5. Valuation Discussion – Fair Value Range (Educational Only)
a) P/E Method: Industry P/E = 31.8x Company EPS (TTM) = ₹6.48 Fair Value Range = ₹6.48 × (20x to 30x) = ₹129.6 – ₹194.4
c) DCF (using historical FCF ~₹11–₹37 crore, growth ~3%) Present Value = ₹130–₹160
👉 Educational Fair Value Range: ₹130 – ₹160 per share. (This fair value range is for educational purposes only and is not investment advice.)
6. What’s Cooking – News, Triggers, Drama
2025 has been a soap opera year for Munjal Showa.

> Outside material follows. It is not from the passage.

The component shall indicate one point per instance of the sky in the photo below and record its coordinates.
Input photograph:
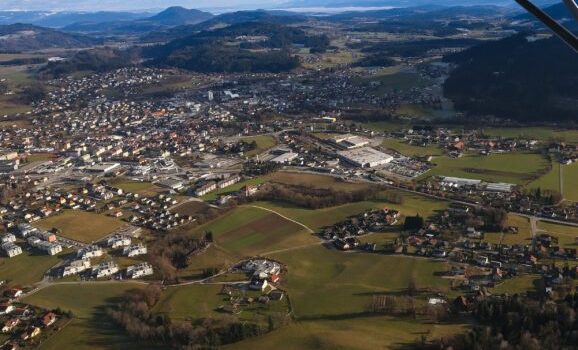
(117, 5)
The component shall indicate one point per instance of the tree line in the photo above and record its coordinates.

Here’s the spicy recap:
Tax Troubles: Between March and October 2024, the company got slapped with multiple tax demand notices totalling over ₹90 crore — probably the only “growth” it showed that year.
Resignations Galore: From the Joint Managing Director Yasuhiro Ashiki to the Company Secretary Neha Bansal, the HR department saw more exits than a mall during Diwali sales.
CRISIL Downgrades: In Aug 2025, CRISIL downgraded the company’s long-term rating to A-/Stable and withdrew its commercial paper program.
Leadership Shuffle: In November 2025, MSL appointed CS Ravinder Sharma and Vipin Yadav (VP Operations). Fresh faces, old problems.
Hero Dependence: Still 83% of revenue comes from Hero MotoCorp. Basically, if Hero sneezes, MSL catches a financial cold.
The company seems to be stuck in “boring but safe” mode — no debt, no expansion, no exports boom, just mild vibrations in earnings.